Almost a decade on from Scottish Labour’s 2015 general election wipe out, a spectre is once again haunting the party in Scotland – the spectre of Ed Miliband. Apparently not content with his role in leading the party to near oblivion in Scotland eight years ago, the shadow secretary of state for climate change and net zero is now determined to stifle its recovery as well.
Miliband’s latest manoeuvres began more than a week ago, when he engineered an announcement that a future Labour government would not grant any new licences for oil and gas production in the North Sea. The announcement caused consternation not just from the industry itself, but also the Scottish Labour party, which was infuriated with its timing and largely blindsided by the policy shift. Many Labour MSPs – including some who remember the Miliband years all too well – were incandescent, and with good reason.
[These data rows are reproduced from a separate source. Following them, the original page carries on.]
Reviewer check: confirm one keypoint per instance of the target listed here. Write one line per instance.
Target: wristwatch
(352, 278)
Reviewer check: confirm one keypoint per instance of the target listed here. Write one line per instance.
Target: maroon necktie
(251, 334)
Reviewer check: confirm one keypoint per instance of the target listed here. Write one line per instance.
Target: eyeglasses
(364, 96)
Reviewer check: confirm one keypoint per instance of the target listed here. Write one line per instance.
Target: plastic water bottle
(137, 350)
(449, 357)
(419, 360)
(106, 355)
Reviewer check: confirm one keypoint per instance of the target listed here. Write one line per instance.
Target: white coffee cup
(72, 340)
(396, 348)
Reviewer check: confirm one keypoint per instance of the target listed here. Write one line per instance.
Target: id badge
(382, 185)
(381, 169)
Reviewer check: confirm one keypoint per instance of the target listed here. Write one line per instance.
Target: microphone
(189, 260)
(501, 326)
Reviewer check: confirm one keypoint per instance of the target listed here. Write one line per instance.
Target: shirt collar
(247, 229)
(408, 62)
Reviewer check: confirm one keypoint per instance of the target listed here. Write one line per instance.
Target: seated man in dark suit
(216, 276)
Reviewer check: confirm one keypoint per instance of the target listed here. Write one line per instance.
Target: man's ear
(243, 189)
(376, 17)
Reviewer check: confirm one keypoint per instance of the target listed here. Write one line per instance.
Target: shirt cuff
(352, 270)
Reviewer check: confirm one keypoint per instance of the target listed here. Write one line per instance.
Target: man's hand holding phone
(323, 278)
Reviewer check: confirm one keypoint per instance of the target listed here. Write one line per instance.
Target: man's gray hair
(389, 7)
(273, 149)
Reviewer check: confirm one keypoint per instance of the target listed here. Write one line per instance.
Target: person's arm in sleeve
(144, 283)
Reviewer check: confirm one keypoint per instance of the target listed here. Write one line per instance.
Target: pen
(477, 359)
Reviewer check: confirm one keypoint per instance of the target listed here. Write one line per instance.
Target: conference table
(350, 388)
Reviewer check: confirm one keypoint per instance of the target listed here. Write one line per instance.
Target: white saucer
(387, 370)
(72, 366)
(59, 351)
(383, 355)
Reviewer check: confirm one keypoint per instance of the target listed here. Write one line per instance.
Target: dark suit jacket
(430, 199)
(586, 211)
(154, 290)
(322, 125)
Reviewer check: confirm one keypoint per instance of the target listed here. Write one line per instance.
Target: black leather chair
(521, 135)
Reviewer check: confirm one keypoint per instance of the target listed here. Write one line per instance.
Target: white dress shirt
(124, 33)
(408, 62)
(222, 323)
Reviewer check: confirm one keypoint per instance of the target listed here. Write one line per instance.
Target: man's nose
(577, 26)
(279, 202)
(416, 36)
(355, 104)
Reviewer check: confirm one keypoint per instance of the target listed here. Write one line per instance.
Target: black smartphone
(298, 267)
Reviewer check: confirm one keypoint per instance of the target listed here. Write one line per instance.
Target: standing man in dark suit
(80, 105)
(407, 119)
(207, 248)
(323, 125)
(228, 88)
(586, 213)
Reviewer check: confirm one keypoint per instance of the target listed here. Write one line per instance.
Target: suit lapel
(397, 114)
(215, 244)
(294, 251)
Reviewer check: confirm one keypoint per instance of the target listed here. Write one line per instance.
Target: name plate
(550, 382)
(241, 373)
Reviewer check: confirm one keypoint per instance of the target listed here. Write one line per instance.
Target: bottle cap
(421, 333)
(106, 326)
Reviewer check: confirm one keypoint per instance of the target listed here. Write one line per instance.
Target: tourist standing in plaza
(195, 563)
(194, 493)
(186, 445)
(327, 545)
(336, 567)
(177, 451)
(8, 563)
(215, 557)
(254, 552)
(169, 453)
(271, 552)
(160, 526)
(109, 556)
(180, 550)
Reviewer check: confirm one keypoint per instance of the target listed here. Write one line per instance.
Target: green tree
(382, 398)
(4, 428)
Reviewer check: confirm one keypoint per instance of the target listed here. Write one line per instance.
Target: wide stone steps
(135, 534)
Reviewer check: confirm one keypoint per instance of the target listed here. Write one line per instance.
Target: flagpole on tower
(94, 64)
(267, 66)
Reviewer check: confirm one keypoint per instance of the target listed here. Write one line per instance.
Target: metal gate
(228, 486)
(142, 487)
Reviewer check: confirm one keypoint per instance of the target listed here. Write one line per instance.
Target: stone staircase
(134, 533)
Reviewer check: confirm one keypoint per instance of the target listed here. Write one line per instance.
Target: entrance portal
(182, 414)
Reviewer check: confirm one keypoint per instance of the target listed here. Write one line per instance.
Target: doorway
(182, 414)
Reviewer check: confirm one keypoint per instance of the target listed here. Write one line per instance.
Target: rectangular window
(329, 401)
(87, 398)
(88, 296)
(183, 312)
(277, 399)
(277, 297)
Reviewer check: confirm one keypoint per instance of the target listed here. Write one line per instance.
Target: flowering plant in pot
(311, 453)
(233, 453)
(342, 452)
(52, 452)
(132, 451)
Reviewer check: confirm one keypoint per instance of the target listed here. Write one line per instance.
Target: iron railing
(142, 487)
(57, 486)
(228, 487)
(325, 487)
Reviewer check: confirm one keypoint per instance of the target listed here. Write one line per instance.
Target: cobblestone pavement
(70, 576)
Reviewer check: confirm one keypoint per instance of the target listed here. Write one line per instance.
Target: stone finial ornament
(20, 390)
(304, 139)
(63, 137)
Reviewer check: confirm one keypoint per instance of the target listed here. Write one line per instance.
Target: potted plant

A ban on new licences would be economically ruinous for the north-east of Scotland, leaving the industry and its tens of thousands of employees facing a cliff-edge end to production. Even now, despite significant demand, oil and gas producers in the region are already struggling to make North Sea investments profitable due to the UK’s tax regime. Harbour Energy, the UK’s largest oil and gas producer in the North Sea, has already announced it is cutting around 350 jobs after the government’s energy price levy largely wiped out its profits. Labour’s policy – in effect calling time on the North Sea industry altogether – would clearly be a hundred times worse.
Yet the policy is not just economically illiterate, but self-defeating of Labour’s stated goal to deliver a transition to green and clean energy.